I haven’t cared much for the wraps. Yes, whole wheat tortillas are better for you than refined flour ones, but Wayne’s tofu wrap was stiff and chewy. I found the tofu once again tasteless and dry. The chicken, which I had in another wrap, was better.

My favorite sandwich was the turkey panino. It featured house-roasted turkey, spinach, cheese of some sort, avocado and a honey-mustard spread. Flavor was good, but the turkey seemed oddly crumbled instead of layered on the bread.

The vibe here is pleasant — good music and a wide variety of clients, most of whom seem to do takeout. The menu needs finessing, but considering the low costs, imperfection is tolerable.

In Sandy Springs

Meanwhile, Evos (5590 Roswell Road, Suite 140, 404-252-4022) has opened in the newly huge, made-over Prado. It’s been awhile since I’ve been to Sandy Springs, where I lived as a child. When we moved there — and I’m not exaggerating — there were two restaurants on Roswell Road. One was a typical Southern place. The other was Bella Pizza.

Evos, which takes its name from the word evolved, according to press material, has been around a while in Florida, where it’s popular. And there’s good reason for that. The restaurant’s food is low-fat, having about half the calories of your usual artery-clogging fast food, and there is no frying.

Indeed, its fries aren’t fried at all. They are “air-baked” and they are really quite good. A clever feature of the restaurant is a bar with five or so differently flavored ketchups. Whether or not they have ketchup’s usual sugar content, I don’t know.

Our sandwiches were less satisfying. I ordered the steak burger, so named to indicate that the patties are made with decent cuts of beef instead of the scrap meat unhealthy chains apparently use. The beef is humanely raised and hormone- and preservative-free.

But, honestly, I found the flavor flat and the texture weirdly fine. I ordered mine with two of the slim patties and the usual fixings. Wayne ordered a burger made with herb-crusted trout (air-baked, not fried). I found the taste overwhelmingly obnoxious but he liked it. The better choice here, according to a Florida friend, is the Thai-seasoned trout wrap.
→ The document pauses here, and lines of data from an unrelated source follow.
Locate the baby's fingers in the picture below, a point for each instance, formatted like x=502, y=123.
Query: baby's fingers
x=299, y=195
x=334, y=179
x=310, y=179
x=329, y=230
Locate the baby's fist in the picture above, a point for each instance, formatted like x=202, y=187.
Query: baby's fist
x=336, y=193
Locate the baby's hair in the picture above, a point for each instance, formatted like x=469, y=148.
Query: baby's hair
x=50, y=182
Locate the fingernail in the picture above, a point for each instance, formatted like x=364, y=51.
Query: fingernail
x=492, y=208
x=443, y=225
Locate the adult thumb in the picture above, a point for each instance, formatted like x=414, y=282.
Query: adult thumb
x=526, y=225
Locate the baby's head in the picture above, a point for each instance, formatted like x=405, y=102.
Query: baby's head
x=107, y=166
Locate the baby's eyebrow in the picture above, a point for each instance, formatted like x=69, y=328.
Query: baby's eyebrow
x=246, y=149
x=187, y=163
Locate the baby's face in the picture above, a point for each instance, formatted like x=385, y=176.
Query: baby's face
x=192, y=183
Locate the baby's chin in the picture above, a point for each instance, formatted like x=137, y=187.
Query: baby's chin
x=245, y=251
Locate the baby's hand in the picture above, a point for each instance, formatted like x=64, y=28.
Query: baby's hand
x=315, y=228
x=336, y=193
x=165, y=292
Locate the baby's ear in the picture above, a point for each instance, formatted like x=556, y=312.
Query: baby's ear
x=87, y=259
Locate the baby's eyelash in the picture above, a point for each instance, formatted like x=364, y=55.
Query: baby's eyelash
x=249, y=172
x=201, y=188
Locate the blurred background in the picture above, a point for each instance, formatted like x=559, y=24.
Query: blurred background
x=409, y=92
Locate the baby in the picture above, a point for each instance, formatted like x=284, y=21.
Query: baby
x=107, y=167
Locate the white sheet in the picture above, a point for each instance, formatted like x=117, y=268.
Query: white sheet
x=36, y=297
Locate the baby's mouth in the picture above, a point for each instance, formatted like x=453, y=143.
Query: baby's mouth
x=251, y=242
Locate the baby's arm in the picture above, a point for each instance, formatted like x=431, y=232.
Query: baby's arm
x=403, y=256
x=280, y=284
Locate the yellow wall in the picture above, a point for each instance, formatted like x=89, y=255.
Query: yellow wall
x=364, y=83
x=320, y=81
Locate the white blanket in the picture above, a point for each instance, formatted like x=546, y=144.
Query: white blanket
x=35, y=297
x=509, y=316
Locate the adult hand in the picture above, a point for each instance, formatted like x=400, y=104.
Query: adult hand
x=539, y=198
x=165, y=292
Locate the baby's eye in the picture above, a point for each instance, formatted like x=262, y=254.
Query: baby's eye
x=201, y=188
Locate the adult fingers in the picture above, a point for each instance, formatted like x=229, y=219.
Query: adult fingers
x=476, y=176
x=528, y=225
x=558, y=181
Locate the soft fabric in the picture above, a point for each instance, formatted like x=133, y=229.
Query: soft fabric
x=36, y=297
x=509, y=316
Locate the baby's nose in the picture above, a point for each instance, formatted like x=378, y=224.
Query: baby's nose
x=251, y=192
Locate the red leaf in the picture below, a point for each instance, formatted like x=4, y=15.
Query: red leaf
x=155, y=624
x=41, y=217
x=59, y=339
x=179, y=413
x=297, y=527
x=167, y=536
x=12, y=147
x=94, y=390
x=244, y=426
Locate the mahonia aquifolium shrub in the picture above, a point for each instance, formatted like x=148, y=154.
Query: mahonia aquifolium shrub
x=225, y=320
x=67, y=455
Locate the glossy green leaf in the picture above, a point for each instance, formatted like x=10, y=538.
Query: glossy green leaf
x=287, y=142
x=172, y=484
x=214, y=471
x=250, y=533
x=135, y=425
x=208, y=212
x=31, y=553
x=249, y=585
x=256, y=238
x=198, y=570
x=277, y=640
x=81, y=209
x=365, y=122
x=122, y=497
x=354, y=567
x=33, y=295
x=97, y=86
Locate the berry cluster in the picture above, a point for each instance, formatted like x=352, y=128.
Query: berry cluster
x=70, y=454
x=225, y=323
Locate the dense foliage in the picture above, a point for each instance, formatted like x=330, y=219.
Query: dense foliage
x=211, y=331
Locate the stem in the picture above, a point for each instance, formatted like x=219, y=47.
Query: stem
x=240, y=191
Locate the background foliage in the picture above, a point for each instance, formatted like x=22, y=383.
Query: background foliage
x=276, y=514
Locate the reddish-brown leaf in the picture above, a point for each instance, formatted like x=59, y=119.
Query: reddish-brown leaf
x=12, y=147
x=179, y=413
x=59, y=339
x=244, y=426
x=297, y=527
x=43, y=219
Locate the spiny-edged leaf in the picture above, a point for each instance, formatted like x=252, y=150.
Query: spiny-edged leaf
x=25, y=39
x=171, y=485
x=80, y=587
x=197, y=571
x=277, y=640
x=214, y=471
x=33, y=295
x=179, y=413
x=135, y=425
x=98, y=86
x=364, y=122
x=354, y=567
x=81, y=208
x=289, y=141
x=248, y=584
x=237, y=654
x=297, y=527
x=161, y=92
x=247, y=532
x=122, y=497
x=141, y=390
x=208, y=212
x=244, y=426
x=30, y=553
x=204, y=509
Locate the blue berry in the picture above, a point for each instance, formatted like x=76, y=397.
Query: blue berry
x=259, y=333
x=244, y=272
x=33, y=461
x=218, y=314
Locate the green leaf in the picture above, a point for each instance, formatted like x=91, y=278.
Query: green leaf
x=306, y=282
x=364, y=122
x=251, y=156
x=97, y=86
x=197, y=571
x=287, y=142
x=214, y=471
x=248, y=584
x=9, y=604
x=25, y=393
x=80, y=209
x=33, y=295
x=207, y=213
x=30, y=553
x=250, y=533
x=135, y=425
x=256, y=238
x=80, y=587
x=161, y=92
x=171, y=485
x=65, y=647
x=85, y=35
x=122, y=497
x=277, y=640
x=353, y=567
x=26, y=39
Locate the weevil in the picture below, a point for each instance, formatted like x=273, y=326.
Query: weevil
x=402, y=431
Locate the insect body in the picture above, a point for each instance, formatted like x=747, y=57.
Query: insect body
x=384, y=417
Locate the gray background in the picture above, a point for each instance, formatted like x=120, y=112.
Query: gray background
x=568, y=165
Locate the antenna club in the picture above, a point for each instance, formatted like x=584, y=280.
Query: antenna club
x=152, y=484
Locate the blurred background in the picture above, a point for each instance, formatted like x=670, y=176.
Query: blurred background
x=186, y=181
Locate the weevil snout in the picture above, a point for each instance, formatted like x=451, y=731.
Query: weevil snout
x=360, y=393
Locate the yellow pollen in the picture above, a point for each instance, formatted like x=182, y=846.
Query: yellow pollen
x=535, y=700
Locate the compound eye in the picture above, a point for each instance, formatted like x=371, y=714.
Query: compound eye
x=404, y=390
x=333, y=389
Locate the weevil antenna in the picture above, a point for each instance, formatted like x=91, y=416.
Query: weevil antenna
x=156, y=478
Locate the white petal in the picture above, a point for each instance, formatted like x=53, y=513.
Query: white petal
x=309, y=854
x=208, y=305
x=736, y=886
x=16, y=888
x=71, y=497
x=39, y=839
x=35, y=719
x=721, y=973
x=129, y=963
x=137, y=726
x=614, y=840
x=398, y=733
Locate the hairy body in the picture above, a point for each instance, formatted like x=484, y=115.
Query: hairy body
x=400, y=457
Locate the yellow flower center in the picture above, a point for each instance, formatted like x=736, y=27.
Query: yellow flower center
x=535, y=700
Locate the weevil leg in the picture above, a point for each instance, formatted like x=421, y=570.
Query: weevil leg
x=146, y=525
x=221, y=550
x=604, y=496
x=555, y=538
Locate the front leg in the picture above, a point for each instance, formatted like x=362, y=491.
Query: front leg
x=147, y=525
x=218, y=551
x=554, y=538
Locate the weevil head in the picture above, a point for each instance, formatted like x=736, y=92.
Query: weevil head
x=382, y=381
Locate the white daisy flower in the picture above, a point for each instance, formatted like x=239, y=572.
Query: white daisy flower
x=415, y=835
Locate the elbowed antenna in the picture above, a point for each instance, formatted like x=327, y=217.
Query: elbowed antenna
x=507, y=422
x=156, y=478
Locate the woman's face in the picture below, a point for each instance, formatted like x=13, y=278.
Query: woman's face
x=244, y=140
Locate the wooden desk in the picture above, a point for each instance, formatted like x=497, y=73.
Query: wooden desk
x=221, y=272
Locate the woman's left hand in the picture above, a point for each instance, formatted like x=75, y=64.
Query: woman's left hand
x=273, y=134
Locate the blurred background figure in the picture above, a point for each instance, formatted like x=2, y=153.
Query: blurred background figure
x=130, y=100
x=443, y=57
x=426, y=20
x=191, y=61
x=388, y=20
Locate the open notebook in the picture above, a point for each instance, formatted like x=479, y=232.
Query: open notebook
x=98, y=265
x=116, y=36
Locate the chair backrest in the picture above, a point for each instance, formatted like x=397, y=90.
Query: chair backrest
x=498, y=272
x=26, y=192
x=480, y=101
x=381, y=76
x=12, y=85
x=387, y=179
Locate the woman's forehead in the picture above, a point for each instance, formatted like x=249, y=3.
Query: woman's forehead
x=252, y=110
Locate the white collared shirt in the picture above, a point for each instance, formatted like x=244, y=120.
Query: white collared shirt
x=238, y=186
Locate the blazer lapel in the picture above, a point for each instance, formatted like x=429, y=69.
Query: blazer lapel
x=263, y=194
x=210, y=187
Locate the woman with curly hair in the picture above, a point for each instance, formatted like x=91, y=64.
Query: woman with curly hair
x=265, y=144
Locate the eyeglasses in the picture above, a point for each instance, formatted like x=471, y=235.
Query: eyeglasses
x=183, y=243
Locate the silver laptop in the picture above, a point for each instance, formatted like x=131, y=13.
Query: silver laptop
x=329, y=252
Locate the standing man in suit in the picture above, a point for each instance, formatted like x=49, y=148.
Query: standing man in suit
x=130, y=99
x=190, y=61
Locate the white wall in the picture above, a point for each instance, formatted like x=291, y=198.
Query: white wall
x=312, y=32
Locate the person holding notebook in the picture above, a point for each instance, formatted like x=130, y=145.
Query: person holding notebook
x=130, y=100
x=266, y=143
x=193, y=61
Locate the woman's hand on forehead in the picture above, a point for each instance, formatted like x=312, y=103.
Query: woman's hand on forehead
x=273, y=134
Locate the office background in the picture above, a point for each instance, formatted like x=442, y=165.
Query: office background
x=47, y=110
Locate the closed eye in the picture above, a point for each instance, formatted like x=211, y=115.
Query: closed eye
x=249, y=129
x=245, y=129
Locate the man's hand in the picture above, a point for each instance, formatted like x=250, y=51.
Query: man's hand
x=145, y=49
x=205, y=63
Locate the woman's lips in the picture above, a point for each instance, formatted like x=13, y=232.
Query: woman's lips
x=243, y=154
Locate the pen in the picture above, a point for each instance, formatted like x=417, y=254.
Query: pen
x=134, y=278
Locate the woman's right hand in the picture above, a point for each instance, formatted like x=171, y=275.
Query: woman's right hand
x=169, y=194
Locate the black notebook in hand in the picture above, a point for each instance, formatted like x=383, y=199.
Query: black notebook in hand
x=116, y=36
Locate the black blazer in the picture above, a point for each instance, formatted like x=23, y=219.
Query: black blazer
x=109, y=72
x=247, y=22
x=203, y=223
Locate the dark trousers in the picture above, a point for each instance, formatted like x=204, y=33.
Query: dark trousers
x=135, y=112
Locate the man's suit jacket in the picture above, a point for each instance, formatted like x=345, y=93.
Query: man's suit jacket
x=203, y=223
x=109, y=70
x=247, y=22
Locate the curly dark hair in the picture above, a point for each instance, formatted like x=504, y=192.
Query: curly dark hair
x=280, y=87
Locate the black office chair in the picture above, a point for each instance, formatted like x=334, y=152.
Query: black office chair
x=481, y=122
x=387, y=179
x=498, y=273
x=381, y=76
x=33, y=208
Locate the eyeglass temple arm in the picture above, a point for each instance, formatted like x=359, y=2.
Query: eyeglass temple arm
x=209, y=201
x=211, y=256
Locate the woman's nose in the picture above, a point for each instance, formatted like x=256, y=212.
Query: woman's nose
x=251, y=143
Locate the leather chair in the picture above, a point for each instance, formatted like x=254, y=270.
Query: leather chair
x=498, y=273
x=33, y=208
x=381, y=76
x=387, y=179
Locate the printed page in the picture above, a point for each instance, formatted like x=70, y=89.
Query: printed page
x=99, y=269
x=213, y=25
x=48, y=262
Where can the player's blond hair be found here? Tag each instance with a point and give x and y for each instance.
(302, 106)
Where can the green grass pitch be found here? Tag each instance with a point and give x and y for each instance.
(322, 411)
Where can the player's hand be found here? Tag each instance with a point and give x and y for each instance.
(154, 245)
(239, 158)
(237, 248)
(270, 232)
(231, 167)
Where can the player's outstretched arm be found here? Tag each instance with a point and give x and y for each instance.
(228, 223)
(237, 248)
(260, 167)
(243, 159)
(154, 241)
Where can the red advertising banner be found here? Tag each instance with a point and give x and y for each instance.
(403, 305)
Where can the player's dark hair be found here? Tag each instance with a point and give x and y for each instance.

Milkshakes made with organic milk are on the menu, along with fruit shakes. Wayne ordered one of the latter with mango chunks and guava-passion fruit juice. A chromium picolinate fat burner was added for less than a dollar.

“Did they, um, offer you the supplement without your asking about it?” I asked.

“Oh my God! They wouldn’t dare!” he replied.

Whatever. It’s all a bit cloying to me. Sipping my diet Coke, I noticed my cup was imprinted with this message:

“The contents of this cup contain a way of life that is inspired, energetic, real, philanthropic, culturally plugged in, adventurous, respectful, fresh, forward thinking mixed with an attitude that says ‘I refuse to follow the herd like some lemming off the side of a cliff. Of course, you could just say it’s a drink that makes  you feel great, which is fine by us too.”

Ah, the marketing of the greenly correct.